Yaklaşıp arka tarafta midemin bulandığını söyledim. Etrafına baktı bir şey arar gibi. “Civan! Kimin arabası boş?”

Civan transite doğru geldi. “Yerleşemediniz mi? Boş yer yok. Berzan’ın arabasını çıkartacağım arkadan.”

“Yerleştik de,” dedi kısık sesle devam etti. “Yengem hamile biliyorsun. Arkada ayran olmasın çocuk.”

Demiyordu karşılıklı kusa kusa birbirimizi öldüreceğiz diye. Suçu Müjde’yle bana atıyordu hain.

“Anahtarları değişelim o zaman. Siz Berzan’ınkine geçin,” diye öneride bulundu Civan. 

Hadi açıkla Hozan, der gibi ona döndüm. Hozan saçlarının arasını karıştırdı. “Şimdi öyle iyi de…” Elini Civan’ın omzuna koydu. “Benim parfüm sıkıntı halaoğlu ya. Biz aynı arabada helak oluyoruz.”

Civan anlamamış olacak kaşlarını çatmışken ben transitin arkasına uzattım başımı benimle gelebilecek kim var diye. Civan ilerideki bir araca doğru elini salladı. “Asmin Yenge!”

Asmin annesigille Şiyar’ın aracına kurulmuştu. Camdan başını uzattı. Civan gelmesini işaret edince çıktı geldi yanımıza. “Yenge sen benim araca gel. Sizi ben götüreyim.”

“Hah, oldu,” dedi Hozan sonunda rahatlayıp. Gulazer Hala neden beklettiğimizi bilmediğinden Hozan’a kızıyordu camı aralamış. Hozan transitin kapısını kapayıp arabayı çalıştırdı. “Şiyar abi öne geç. Seni takip edelim.”

Şiyar garibim gözü Asmin’de kalmıştı. Başını sallayıp aracına geçti. Asmin’in koluna girdim. “Sizi ayırmak için yaptım sanmazsın inşallah?”

“Valla öyle sanacağım Zühre. Ne güzel annemle konuşurlarken dinliyordum onları.”

“Vah vah, çok üzüldüm,” dedim gülümseyerek. 

Dirseğini bana vurdu iteleyecek gibi. Sonra hemen kolumu tuttu. “Ay hamile kadına ne yapıyorum?”

“Ölmedim Asmin, abartma.” 

Transit hareket ederken Hozan araladığı camdan konuştu. “Civan! Abi yan yana gidelim. Hız yapma gözünü seveyim.”

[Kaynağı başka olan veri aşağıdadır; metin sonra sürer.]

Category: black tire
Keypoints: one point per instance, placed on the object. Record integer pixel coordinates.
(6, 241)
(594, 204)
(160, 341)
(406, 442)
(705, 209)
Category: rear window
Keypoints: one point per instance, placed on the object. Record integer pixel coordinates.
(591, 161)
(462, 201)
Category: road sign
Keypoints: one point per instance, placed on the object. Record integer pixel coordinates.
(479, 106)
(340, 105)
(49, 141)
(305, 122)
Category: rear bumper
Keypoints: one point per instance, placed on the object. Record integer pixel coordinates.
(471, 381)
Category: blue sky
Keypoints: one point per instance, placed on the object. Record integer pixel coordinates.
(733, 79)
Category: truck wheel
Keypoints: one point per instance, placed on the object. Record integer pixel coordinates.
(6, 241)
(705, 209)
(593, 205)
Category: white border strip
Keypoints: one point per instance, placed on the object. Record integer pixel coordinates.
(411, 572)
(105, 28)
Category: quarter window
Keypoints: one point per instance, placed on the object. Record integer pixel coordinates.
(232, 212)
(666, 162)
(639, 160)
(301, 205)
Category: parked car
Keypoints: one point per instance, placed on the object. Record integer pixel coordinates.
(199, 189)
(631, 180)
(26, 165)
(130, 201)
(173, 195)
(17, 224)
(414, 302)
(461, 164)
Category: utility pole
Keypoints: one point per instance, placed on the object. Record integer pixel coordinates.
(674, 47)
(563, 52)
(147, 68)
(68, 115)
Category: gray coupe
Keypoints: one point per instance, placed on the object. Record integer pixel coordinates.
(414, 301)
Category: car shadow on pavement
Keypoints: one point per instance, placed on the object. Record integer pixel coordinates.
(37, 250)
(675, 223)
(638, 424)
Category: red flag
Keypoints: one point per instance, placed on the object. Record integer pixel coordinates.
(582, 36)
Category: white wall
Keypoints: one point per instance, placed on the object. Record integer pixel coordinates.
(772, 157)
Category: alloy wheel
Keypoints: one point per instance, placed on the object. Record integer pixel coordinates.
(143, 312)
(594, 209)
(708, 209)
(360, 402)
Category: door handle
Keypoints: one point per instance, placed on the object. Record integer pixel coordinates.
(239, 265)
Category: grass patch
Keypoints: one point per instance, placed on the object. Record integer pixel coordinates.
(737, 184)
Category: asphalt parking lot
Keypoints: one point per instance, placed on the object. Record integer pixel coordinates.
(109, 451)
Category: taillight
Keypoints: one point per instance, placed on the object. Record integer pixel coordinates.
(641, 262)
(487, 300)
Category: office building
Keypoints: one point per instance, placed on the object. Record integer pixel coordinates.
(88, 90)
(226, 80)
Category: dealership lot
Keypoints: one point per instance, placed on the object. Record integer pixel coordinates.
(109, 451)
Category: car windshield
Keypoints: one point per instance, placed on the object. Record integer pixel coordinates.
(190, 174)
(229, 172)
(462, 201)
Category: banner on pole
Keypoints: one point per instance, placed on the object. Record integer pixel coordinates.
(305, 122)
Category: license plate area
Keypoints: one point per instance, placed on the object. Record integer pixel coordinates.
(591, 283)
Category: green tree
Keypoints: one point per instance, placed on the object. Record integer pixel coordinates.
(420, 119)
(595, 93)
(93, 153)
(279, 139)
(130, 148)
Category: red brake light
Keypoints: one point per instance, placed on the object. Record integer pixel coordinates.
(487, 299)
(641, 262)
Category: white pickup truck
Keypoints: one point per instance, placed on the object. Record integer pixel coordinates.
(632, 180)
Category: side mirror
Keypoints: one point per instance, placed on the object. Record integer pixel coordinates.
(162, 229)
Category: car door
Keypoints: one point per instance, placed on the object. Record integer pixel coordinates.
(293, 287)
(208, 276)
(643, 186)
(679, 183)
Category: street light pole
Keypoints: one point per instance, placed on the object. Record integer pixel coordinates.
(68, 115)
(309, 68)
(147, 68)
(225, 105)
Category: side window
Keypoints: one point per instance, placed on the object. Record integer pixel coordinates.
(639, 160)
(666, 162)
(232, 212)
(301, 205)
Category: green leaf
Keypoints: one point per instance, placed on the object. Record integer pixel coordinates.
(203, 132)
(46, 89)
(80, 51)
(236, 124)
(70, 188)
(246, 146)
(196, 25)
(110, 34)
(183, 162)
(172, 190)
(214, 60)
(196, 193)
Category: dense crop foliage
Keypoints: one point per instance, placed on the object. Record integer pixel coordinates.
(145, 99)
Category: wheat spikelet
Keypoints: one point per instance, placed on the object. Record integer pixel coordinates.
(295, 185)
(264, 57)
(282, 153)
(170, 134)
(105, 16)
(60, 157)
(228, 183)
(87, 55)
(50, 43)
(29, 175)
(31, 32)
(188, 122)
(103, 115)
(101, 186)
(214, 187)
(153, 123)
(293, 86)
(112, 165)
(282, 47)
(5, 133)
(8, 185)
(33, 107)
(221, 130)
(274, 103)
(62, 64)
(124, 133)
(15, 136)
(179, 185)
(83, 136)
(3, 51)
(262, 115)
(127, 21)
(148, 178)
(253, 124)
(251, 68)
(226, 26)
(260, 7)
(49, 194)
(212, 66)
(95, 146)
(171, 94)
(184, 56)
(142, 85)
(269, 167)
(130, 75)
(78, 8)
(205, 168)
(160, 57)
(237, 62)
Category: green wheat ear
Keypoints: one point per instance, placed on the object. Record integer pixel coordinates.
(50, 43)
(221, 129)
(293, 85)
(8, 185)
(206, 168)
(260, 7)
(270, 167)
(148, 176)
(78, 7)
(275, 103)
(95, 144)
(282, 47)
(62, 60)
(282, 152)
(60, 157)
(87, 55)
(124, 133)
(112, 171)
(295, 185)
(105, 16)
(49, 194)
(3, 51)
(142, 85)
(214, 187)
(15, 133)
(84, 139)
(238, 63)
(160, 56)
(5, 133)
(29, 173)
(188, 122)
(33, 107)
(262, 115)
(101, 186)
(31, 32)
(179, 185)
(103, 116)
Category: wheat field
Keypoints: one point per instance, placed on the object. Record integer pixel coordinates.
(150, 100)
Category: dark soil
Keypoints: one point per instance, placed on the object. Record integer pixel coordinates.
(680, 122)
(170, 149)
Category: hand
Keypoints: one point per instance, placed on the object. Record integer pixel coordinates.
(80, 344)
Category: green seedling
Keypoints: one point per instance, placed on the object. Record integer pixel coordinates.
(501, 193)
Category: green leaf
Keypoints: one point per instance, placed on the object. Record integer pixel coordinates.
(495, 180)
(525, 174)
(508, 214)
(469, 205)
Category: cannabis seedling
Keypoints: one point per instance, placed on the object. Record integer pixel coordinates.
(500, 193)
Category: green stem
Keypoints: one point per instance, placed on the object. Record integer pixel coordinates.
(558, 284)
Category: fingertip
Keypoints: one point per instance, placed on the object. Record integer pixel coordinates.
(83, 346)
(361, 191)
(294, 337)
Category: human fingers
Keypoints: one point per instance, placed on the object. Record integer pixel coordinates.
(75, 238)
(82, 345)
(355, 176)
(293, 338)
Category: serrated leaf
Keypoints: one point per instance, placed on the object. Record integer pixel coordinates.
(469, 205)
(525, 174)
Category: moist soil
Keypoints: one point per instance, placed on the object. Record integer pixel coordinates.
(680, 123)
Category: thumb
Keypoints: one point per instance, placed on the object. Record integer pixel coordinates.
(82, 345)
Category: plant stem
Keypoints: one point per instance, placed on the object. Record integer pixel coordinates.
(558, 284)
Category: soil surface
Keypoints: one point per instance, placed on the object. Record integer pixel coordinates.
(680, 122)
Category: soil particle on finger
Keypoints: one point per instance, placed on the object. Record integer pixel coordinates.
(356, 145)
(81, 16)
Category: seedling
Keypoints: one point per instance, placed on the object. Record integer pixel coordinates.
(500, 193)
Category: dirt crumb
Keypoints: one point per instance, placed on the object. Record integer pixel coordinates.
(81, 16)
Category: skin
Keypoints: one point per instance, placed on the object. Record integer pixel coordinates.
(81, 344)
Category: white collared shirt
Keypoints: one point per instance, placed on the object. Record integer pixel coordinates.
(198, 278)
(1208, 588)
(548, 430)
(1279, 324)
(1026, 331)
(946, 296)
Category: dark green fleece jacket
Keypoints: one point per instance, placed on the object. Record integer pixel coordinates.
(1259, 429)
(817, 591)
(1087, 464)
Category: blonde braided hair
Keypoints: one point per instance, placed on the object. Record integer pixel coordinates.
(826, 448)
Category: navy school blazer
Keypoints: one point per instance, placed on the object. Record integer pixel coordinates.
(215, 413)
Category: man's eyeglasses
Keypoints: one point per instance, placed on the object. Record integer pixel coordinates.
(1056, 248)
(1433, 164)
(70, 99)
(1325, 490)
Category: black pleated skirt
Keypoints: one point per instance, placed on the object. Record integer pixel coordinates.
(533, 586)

Civan başını sallayıp kalan son aracın kapılarını açtı. Asmin’le arkaya bindik. Civan aracı çalıştırdığı gibi Asmin sordu. “Bu Berzan abinin arabası değil mi Civan abi?”

“Evet, yenge,” dedi Civan Hozan’ın ardından yavaş yavaş ilerlerken. 

Asmin kaynını ilk defa yalnız bulmuş, bu anı değerlendirecek gibiydi. “Berzan abiyle daha tanışamadık. Ne zaman gelecek hayırlısıyla?”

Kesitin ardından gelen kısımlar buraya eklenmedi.